When diverse-owned businesses have a deeper understanding of how capital works, JPMorgan Chase can help them get the most out of it—either as a lender or a connection point to capital sources that fit their specific needs.
“For us, it’s ultimately about servicing our clients to the best of our abilities to help them grow and evolve throughout the trajectory of their life cycle,” Ferguson says.
Entrepreneurs who didn’t go to business school or don’t have business connections often are not sure what it takes to reach the next stage of growth. Paradoxically, businesses at the lower end of the middle market are often in the best position to grow.
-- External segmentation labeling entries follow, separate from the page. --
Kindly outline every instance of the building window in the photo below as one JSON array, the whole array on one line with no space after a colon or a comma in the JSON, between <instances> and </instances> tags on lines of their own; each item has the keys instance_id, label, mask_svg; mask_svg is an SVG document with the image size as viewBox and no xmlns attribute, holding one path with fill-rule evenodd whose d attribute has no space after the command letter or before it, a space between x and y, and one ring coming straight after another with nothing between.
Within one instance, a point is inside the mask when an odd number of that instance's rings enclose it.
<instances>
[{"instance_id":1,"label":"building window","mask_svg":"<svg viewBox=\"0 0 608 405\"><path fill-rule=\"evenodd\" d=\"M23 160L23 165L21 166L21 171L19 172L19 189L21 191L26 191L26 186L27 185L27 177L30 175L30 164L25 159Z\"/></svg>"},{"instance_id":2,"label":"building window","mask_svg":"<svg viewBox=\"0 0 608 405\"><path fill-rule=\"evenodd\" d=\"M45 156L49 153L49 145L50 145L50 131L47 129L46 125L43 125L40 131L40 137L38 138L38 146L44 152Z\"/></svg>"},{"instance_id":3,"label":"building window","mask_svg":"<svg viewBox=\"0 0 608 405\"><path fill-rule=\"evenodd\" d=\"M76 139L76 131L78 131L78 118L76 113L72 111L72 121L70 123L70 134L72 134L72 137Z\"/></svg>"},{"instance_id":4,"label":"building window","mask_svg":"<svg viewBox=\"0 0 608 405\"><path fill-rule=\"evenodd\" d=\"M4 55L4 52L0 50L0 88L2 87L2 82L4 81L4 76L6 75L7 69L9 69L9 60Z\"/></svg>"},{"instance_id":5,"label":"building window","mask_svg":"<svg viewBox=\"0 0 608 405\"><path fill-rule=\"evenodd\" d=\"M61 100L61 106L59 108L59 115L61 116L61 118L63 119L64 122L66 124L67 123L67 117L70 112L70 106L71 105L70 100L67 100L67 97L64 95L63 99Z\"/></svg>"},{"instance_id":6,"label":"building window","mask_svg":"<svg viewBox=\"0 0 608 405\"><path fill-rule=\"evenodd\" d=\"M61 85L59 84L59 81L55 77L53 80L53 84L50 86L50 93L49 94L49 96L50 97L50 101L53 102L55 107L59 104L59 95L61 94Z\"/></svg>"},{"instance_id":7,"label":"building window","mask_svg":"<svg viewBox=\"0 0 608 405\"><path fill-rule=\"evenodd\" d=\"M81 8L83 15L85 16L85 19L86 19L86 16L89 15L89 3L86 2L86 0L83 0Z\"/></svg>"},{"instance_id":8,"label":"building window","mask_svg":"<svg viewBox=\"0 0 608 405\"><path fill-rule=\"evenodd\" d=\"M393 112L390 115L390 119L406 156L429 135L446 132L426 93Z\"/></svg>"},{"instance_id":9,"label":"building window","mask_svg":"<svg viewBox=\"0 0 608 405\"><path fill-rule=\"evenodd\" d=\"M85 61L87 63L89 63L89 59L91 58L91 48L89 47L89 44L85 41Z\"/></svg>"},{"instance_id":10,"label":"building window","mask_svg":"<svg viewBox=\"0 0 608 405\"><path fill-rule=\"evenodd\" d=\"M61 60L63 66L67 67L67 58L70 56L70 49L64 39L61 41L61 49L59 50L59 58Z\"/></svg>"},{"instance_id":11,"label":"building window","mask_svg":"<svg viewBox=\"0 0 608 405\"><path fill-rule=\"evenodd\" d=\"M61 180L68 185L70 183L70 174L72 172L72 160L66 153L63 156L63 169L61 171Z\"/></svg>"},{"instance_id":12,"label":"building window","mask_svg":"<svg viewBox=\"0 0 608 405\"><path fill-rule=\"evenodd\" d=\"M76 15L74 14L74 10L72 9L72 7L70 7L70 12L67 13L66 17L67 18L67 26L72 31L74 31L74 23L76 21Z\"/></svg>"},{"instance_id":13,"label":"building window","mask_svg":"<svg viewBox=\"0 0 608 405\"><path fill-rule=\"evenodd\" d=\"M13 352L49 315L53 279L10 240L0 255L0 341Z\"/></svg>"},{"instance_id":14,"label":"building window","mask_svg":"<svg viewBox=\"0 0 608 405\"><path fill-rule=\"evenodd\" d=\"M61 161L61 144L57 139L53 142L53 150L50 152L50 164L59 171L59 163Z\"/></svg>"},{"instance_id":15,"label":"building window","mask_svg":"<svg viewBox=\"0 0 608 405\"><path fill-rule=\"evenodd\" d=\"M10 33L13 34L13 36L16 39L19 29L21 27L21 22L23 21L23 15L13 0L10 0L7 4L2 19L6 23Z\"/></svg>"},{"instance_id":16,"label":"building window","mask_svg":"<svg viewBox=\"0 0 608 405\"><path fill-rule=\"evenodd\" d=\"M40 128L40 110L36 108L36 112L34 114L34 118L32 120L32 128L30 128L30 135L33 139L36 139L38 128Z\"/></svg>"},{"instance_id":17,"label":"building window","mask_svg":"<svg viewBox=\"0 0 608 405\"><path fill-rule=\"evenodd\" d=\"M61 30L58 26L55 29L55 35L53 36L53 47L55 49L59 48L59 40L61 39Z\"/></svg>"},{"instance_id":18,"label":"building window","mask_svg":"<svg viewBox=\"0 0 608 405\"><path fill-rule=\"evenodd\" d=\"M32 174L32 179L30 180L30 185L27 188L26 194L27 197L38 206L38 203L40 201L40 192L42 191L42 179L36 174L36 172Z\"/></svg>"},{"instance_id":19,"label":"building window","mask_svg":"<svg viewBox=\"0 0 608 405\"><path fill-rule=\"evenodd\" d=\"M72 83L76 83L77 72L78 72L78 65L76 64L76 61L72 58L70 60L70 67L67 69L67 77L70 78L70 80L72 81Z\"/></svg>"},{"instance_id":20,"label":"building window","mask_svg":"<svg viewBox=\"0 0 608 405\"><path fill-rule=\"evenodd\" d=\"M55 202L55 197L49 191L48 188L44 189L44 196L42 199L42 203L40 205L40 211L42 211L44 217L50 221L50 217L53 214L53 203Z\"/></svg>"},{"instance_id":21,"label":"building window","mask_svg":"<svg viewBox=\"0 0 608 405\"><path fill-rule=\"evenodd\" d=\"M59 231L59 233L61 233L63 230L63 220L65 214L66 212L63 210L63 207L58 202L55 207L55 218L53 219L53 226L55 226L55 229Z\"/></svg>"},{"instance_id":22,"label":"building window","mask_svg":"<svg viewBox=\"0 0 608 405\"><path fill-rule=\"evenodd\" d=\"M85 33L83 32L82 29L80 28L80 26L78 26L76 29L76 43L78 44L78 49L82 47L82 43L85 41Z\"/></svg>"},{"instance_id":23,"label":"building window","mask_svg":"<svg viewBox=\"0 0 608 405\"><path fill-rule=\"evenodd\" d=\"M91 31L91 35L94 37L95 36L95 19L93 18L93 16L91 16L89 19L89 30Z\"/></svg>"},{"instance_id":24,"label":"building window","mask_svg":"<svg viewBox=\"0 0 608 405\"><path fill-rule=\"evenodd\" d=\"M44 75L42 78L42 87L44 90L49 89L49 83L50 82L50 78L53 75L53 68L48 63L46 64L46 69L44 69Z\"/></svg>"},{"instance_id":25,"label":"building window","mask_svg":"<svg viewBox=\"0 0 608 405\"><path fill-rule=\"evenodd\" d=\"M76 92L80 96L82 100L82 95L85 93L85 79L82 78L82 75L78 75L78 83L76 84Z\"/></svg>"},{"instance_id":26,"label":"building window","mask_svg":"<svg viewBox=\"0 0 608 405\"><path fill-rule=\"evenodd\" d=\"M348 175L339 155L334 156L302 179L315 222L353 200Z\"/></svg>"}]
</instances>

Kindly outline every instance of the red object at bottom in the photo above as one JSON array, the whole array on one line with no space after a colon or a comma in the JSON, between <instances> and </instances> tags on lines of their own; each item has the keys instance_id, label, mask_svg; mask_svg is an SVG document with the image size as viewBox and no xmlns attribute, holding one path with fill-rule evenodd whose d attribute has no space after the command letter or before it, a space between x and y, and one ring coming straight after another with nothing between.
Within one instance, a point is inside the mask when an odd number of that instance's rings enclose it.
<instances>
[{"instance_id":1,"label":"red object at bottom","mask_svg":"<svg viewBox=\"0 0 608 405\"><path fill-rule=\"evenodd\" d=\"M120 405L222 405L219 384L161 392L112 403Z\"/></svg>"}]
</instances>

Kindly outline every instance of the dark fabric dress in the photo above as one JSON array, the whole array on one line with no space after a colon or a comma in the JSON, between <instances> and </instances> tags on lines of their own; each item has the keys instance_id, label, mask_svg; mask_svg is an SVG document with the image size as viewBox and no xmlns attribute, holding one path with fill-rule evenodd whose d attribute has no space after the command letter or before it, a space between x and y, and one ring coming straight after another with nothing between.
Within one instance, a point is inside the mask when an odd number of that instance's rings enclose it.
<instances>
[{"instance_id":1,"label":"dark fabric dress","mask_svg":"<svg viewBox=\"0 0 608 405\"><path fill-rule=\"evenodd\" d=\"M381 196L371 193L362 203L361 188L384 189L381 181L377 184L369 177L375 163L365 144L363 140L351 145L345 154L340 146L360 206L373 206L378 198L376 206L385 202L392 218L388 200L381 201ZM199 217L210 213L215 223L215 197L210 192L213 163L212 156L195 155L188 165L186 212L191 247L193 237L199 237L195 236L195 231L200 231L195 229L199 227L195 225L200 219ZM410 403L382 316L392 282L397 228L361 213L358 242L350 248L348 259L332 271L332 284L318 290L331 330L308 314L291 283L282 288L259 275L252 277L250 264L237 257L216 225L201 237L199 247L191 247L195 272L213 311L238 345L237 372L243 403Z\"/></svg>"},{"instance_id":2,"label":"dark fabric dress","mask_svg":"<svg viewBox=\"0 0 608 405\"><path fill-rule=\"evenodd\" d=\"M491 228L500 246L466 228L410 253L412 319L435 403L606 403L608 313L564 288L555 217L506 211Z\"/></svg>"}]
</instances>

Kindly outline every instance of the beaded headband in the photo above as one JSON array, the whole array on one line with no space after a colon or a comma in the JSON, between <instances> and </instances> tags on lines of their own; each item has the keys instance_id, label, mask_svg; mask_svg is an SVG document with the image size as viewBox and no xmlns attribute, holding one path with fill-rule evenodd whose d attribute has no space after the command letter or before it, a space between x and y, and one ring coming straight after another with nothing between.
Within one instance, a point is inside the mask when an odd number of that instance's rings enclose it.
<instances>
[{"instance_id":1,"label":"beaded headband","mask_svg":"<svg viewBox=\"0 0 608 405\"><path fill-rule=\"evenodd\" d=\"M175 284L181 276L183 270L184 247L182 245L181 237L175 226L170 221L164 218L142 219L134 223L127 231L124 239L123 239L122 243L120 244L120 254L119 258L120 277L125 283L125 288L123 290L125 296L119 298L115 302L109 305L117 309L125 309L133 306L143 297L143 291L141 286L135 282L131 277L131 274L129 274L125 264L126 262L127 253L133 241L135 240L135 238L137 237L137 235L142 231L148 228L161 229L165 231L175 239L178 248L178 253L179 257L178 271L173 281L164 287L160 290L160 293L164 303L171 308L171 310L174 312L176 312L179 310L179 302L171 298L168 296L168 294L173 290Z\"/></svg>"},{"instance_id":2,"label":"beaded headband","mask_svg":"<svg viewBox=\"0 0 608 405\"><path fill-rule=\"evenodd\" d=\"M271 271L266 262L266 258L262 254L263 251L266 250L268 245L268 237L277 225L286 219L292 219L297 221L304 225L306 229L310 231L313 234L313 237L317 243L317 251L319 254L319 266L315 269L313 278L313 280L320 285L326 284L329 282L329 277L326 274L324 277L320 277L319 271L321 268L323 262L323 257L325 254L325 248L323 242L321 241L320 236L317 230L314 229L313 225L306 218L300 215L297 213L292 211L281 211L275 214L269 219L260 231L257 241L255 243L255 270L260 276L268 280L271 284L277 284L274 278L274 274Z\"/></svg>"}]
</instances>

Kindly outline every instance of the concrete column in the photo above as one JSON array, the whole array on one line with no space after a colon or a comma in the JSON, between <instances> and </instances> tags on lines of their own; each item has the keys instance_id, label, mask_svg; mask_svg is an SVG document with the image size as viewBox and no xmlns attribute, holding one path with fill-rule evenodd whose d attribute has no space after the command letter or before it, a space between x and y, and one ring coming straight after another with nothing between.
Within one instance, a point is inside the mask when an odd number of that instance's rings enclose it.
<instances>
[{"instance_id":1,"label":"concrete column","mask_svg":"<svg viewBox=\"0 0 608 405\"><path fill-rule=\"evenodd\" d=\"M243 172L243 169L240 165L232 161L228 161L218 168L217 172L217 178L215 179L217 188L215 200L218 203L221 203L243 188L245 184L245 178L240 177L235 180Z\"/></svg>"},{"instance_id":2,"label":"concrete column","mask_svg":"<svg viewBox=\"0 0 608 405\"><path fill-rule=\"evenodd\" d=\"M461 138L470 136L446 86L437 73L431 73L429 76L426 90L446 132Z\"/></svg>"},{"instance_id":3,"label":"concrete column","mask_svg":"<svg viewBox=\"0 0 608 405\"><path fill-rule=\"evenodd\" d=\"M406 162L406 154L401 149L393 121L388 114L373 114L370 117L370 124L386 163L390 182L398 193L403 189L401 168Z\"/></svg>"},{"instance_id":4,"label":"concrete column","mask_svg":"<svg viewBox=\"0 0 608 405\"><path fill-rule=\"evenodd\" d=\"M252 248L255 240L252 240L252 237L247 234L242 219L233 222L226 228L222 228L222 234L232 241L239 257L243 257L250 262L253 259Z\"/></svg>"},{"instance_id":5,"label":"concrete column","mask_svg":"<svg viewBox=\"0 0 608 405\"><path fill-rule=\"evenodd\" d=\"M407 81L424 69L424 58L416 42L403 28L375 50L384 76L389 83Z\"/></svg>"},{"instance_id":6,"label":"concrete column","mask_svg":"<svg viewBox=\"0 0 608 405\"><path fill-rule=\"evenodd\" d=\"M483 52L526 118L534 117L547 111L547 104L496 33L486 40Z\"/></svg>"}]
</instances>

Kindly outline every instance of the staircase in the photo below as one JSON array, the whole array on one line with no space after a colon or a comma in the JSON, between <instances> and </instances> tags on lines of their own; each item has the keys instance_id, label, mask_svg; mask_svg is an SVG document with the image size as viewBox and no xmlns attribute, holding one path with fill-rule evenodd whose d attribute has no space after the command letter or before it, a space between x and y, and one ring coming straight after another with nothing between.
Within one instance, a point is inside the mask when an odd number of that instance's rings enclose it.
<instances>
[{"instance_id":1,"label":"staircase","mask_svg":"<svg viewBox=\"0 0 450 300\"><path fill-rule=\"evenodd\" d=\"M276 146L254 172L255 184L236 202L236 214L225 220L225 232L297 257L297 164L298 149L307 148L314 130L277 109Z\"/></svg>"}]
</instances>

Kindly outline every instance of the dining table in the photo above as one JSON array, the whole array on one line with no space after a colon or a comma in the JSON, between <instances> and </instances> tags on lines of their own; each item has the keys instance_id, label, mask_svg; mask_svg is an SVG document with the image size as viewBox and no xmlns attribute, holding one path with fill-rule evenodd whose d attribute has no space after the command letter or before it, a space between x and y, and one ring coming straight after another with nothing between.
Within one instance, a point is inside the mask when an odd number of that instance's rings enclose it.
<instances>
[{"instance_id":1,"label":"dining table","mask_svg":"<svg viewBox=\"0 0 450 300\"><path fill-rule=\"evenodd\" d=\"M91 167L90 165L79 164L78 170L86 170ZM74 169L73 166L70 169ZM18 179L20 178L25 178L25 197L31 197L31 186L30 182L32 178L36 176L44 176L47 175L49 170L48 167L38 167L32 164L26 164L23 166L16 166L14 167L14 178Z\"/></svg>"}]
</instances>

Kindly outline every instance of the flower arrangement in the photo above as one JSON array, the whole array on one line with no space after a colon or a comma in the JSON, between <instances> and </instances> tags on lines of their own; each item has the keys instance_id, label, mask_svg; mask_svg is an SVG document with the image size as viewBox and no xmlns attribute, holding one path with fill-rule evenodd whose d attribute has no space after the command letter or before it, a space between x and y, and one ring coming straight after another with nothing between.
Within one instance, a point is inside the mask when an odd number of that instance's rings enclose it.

Hill likes to say that this is the stage “where complexity begins to show itself.” Tools, advice and connectivity help tame that complexity, he adds. With our scale and experience, JPMorgan Chase is an ideal partner for many diverse-owned businesses.
“Our job is to help them understand what’s possible—from a growth perspective, from a capital-raising perspective, from a technology perspective—and combine it with their business ideas and inspiration,” Hill says.
For Ferguson, the key is mentorship. “We want our clients to take the baton and pass it back to someone on the smaller end and show them the art of the possible,” she says. “Those companies have been there and can help train them up.”
Building Resiliency Beyond COVID-19
The pandemic has exposed inequities throughout the business sector. A disproportionate number of women have closed businesses or left their jobs to care for family members, and many diverse businesses have shuttered because they lacked the necessary capital to weather the storm and pivot to new opportunities.
The size of JPMorgan Chase and the depth of expertise of our people put us in a unique position to help diverse-owned businesses build resiliency so that they can manage through future crises.
“We’re leading from the front,” Ferguson says. “Connecting the dots internally and externally, partnering with others and placing challenges out there to everyone else. We’re rolling up our sleeves to help, and we’re not alone.”